Amtsgericht in Landau: In der Stadt unterrichte der Lehrer zuletzt - bis er aufflog

Foto: Ronald Wittek/ picture-alliance/ dpa

Sein Abiturzeugnis habe er sich in einer Kneipe abgeholt, so erzählt es der Angeklagte vor dem Landauer Amtsgericht. Das Zeugnis sei umsonst gewesen, er habe nur noch seinen Namen eingetragen, sagt der 43-jährige Elektriker. Und die Noten, will der Richter wissen, die habe er sich doch sicher selbst gegeben? Nein, beteuert der Angeklagte. Er habe das Punktesystem am Gymnasium doch gar nicht verstanden.

Punktesystem hin oder her, mehr als ein Jahrzehnt nach dem beschriebenen Zeugnishandel am Wirtshaustisch hat der Mann selbst Gymnasiasten unterrichtet und benotet. Deswegen, und wegen mehrerer gefälschter Zeugnisse, verurteilte ihn das Amtsgericht Landau nun zu einer Freiheitsstrafe von zwei Jahren auf Bewährung wegen Betrugs und Urkundenfälschung. Rund fünf Jahre hatte er an verschiedenen Gymnasien unterrichtet, obwohl er als Schüler nur kurz die Realschule und danach die Hauptschule besucht hatte. Vor dem Richter räumte der Angeklagte all das ein. SPIEGEL ONLINE sagte er am Rande des Prozesses: "Ich habe betrogen, und dazu muss ich stehen."

In gelbem T-Shirt, Jeans und Sportschuhen tritt er im Gerichtssaal auf, er spricht breiten pfälzischen Dialekt. Bei Nachfragen an Richter oder Staatsanwalt sagt er statt "Wie bitte?" nur "Häh?". Als er an einem Gymnasium Unterrichtspläne erstellte, waren die voller Rechtschreibfehler, sagt einer seiner ehemaligen Schulleiter.

Schon als Schüler fälschte er Noten

Wie schafft es einer, jahrelang vor Schülern, Eltern und Kollegen den Gymnasiallehrer zu mimen? Und warum ist nicht viel früher jemand stutzig geworden?

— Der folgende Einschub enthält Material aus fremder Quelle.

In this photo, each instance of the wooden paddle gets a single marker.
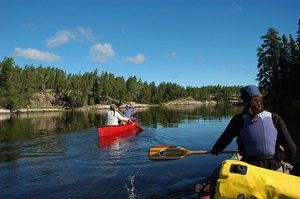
(137, 126)
(174, 152)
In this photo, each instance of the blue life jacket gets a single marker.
(259, 137)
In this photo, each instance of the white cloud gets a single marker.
(66, 36)
(139, 59)
(102, 53)
(87, 34)
(35, 54)
(61, 37)
(173, 54)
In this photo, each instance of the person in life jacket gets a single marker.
(259, 133)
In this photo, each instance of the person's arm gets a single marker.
(233, 128)
(120, 117)
(133, 109)
(284, 137)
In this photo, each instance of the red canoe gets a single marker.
(104, 130)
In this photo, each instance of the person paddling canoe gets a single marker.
(259, 134)
(113, 116)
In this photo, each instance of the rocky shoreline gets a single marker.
(106, 107)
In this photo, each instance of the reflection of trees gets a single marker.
(172, 116)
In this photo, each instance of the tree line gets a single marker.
(278, 77)
(279, 66)
(17, 85)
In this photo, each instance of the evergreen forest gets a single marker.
(278, 79)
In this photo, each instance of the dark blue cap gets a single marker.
(248, 92)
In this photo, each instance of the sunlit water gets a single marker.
(59, 155)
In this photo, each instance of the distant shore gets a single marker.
(106, 107)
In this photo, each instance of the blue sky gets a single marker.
(187, 42)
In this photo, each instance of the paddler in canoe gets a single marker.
(259, 134)
(128, 110)
(113, 116)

Der Angeklagte beschönigt nichts. Er sei schon als Kind ein "frecher Hund" gewesen und habe auch damals schon Noten gefälscht. Nach der Hauptschule lernte er Elektriker, wie sein Vater. Gefallen habe ihm der Beruf aber nicht. Er schrieb sich an der Fachhochschule für Wirtschaftsingenieurwesen ein. Auch da habe es ihm nicht gefallen, aber er wollte sich, so sagt er es heute, vor seinen Eltern keine Blöße geben und ihnen einen höheren Abschluss präsentieren. Darum habe er auch das Zeugnisgeschäft in der Kneipe eingefädelt. Die Eltern hätten ihn unter Druck gesetzt, er solle Abi machen und studieren.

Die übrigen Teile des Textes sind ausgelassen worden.